003
(DANDARION‘S EYES)
レモフィラは、田舎の小さな村だ。
田畑があり、のどかな風景。
村の中央には、木造の建物が立ち並んだ。
その一つに、僕が拠点にしている宿屋があった。
二階建ての二階の一室、僕は戻ってきていた。
宿屋の部屋は、意外と狭い。
木造の壁と柱ベッドと机、大きなテーブルが見えた。
ベッドは一つで、この部屋は僕の部屋だ。
ただ格安の宿なので、贅沢は言えないのだが。
そんな僕の部屋には、すでに先客がいた。
「ダンタリオン、ご苦労様」
茶色のコートを着ていた女性が、銃を持っていた。
彼女の名は、イグアス・ダミアン。
赤いタンクトップに、同じく赤いミニスカート。
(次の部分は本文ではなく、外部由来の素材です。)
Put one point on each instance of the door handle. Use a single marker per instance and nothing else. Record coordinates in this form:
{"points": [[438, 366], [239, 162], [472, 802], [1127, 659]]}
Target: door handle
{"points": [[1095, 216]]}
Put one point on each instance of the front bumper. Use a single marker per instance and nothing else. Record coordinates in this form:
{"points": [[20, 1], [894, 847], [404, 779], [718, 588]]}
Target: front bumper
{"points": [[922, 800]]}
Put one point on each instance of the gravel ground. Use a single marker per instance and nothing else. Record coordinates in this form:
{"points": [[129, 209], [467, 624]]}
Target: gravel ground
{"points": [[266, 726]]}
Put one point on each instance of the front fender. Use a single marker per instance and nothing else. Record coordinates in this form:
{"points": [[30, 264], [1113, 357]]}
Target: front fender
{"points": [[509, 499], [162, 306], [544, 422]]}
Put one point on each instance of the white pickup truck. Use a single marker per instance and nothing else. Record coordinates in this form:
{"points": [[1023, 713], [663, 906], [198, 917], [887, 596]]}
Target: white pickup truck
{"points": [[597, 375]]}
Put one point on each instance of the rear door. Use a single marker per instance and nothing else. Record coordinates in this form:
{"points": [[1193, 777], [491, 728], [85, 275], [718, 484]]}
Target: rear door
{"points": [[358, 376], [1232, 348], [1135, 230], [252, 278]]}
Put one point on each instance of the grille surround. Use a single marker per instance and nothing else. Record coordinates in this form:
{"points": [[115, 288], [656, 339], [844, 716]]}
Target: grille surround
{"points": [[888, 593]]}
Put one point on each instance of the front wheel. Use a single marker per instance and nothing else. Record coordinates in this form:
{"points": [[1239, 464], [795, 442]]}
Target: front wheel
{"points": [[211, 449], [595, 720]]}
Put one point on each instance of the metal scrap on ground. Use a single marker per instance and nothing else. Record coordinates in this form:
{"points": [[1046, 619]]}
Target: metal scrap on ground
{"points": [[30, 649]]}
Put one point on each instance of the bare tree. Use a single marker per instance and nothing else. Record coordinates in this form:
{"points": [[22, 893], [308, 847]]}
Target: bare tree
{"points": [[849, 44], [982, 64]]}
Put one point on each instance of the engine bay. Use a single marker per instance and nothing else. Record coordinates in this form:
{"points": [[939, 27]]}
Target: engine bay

派手な格好の女だ。
髪の色まで真っ赤な彼女は、腰に拳銃を持っていた。
彼女もまた僕と同じ理由で、この村『レモフィラ』に一緒に来ていた。
「イグアスも、戻っていたのか?」
「あたしなんか、雷獣を三匹も倒したのよ。
ダンタリオンのほうは、どうなの?」
「自警団が、すでに一匹倒していた。彼らに協力して、僕がもう一匹を倒してきた」
「なるほどね、田園地帯には雷神はいた?」
「残念ながら、見つからなかった」
僕ら二人は、同じ目的でここに来ていた。
それは雷獣を呼び出した雷神を、探して倒すということ。
「イグアスの雷の色は?」
「一匹だけ赤よ、ほかは青い。ダンタリオンは?」
「青だ」
「青がこの近辺は多いのね」
「というより、赤なんかいたのか?」
「多分ね、言われてみると、自信がないけど。
あたしは何せ、近づいて戦うことはないから」
彼女の腰にあるベルトには、拳銃が二丁見えた。
イグアスの武器、『カコ』と『バル』と名付けられた拳銃。
この拳銃は、特殊な拳銃で魔力を込めて放つ魔術銃だ。
「とにかく、今は雷神を探さないとな。
この村には多くの雷獣が現れていて、要請が帝国にも出ているし」
「そうね。雷獣は、絶対に倒さないといけないから」
イグアスの言葉には、強い感情が込められていた。僕もそれには同意した。
「ああ、とりあえず、食事でもとろうか」
「そうね、お腹もすいたし」
そんな中、部屋をノックする音が聞こえた。
ノックと同時に、老人の声が聞こえた。
「雷鳴師ダンタリオン様と、イグアス様はここですか?」と。